]> git.ipfire.org Git - thirdparty/lxc.git/commitdiff
lxc.mount.auto: improve defaults for cgroup and cgroup-full
authorChristian Seiler <christian@iwakd.de>
Sat, 3 May 2014 18:57:46 +0000 (20:57 +0200)
committerSerge Hallyn <serge.hallyn@ubuntu.com>
Tue, 6 May 2014 15:20:10 +0000 (10:20 -0500)
If the user specifies cgroup or cgroup-full without a specifier (:ro,
:rw or :mixed), this changes the behavior. Previously, these were
simple aliases for the :mixed variants; now they depend on whether the
container also has CAP_SYS_ADMIN; if it does they resolve to the :rw
variants, if it doesn't to the :mixed variants (as before).

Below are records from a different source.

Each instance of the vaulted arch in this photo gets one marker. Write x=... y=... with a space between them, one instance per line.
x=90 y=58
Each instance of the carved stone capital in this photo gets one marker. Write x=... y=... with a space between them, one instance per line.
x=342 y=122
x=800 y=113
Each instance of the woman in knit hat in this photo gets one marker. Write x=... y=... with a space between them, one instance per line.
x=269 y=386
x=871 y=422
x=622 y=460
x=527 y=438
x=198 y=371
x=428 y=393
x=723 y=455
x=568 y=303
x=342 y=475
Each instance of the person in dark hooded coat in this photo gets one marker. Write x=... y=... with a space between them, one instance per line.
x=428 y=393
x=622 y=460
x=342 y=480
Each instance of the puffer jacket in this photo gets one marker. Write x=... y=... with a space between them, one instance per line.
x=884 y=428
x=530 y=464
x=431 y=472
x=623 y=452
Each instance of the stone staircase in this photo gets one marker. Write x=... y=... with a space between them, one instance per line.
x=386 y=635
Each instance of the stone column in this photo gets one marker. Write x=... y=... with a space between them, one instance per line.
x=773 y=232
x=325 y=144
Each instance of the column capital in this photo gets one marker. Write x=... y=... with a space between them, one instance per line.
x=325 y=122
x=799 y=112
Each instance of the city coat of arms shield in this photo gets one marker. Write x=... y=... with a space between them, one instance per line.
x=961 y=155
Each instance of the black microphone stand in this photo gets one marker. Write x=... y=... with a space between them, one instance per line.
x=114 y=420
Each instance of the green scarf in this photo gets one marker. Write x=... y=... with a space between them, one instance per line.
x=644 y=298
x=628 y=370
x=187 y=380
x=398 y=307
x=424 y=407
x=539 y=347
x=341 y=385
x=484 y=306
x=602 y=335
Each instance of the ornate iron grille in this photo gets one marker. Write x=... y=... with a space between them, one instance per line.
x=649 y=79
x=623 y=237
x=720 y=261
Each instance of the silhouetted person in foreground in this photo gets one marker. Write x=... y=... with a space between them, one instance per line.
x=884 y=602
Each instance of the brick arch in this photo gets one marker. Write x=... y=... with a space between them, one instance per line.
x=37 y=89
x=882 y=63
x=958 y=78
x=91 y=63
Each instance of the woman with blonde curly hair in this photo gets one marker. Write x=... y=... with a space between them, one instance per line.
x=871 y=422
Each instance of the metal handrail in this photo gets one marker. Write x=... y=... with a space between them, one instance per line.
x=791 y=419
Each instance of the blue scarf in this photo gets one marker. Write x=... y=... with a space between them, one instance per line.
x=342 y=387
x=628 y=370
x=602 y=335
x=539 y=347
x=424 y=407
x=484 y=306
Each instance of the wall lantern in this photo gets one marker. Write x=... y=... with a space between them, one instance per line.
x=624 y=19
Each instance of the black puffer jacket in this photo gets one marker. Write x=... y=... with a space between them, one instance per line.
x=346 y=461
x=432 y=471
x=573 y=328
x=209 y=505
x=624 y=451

If a container has CAP_SYS_ADMIN privileges, any filesystem can be
remounted read-write from within, so initially mounting the cgroup
filesystems partially read-only as a default creates a false sense of
security. It is better to default to full read-write mounts to show the
administrator what keeping CAP_SYS_ADMIN entails.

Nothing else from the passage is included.